Maybe you haven’t seen one in years but we submit to you right now that A-frame home designs are timeless. At least that’s our take after getting a look at this elegantly simple “tent house” designed by Takeru Shoji Architects.
Okay, so it’s only tent-style, not an actual tent, just to be clear—it’s a permanent structure. These photos aren’t just digital renderings, either, but images from a working home found in Nagaoka city, in Japan’s Niigata prefecture.
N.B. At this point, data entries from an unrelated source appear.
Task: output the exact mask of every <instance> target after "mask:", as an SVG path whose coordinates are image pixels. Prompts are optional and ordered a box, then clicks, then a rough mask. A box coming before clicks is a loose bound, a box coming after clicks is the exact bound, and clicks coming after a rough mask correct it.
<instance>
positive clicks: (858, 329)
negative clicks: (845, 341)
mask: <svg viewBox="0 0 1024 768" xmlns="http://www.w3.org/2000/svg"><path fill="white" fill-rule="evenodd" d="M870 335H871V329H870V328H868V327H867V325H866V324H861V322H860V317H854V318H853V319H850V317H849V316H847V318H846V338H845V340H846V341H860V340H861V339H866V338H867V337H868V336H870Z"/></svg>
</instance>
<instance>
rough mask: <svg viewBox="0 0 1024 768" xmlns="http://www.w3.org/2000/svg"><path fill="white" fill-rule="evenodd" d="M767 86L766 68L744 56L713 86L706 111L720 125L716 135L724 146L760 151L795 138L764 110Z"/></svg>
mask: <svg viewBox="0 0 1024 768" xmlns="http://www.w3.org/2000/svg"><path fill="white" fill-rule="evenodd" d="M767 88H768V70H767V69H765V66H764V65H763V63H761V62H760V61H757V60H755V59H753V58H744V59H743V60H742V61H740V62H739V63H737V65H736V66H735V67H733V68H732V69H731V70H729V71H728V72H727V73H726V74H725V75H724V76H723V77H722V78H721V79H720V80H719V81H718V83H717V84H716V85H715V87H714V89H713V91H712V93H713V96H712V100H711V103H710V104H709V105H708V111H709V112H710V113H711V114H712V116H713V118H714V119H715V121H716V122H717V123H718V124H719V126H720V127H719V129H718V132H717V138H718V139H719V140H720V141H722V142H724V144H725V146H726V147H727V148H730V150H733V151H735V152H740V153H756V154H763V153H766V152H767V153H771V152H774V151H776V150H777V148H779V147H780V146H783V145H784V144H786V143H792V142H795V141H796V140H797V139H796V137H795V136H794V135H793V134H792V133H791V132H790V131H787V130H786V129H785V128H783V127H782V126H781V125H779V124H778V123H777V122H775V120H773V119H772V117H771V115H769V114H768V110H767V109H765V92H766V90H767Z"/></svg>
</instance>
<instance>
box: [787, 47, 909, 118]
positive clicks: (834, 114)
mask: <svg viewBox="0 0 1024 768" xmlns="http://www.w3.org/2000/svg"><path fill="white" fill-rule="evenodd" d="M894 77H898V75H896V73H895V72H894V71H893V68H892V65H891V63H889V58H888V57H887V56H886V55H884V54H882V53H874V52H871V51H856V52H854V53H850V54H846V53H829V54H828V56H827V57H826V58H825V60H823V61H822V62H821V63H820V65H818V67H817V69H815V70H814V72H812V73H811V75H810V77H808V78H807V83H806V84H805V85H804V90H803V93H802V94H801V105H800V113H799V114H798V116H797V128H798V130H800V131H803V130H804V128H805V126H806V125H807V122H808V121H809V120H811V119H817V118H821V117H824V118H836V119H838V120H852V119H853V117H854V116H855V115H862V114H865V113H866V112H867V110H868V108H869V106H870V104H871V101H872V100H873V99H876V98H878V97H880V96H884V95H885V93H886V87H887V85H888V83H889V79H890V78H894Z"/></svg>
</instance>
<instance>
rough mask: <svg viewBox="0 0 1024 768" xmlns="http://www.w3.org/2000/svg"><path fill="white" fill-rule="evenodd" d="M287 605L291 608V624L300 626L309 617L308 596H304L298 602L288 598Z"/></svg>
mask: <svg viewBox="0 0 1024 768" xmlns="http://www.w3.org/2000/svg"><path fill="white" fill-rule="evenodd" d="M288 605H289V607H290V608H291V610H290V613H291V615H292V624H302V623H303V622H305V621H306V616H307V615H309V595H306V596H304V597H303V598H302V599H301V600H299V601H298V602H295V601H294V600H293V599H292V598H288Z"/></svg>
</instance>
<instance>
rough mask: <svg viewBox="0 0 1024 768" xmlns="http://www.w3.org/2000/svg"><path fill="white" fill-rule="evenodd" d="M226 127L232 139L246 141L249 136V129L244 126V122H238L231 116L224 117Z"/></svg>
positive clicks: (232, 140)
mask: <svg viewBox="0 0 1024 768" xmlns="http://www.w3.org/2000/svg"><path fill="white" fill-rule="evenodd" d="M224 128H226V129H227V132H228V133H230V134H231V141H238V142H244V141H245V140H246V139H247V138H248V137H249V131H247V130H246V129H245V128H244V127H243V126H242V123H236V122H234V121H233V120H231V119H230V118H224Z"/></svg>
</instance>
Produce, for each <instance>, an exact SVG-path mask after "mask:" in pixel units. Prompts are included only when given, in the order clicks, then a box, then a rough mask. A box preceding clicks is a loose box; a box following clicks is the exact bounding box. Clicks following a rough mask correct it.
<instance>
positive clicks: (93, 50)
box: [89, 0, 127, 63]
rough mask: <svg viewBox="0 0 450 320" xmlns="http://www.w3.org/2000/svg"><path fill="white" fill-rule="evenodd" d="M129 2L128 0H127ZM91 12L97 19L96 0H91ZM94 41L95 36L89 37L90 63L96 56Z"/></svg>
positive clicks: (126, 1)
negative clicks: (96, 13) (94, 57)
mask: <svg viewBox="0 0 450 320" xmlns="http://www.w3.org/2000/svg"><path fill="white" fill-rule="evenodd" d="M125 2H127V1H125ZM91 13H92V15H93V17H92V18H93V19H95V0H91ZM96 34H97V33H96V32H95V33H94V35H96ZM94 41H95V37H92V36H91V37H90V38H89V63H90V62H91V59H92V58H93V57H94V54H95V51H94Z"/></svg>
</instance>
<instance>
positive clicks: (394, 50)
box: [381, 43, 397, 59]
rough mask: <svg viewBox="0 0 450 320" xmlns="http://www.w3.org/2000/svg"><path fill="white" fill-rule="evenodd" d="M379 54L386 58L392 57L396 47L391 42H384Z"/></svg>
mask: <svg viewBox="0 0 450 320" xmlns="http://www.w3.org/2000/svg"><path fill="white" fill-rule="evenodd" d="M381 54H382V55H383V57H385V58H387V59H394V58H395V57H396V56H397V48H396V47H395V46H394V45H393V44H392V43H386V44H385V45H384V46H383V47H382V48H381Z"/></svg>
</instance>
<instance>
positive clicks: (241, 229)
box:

With the so-called “Hara House” A-Frame Tent House, Shoji has synthesized modern and ancient elements into a structure that considers neighbors as well as homeowners. From the architect’s website:
Instead of designing a conventional fully self-reliant building, we aspired to create a buoyant and bustling hub. We designed a space where passing neighbors, friends and children can easily stop by to chit chat under the entrance porch, or workshop meetings and events hosted in the space can spill out to the land.
Thus bringing down the threshold of the house and opening it to the village. Thereby extending the building envelope to create a larger semi-public space.
In this open and airy home filled with natural light, you can see the building materials, which gives it an intimate and lived-in feel but also adds to that vital need for internal space, for rooms that breathe.
Takeru Shoji sees this structure as a “singular building” that looks beyond the single-family unit and by its nature works to dissolve “boundaries” thereby creating “the possibility of forming new connections and beginning the creation of a new, strong-knit community.”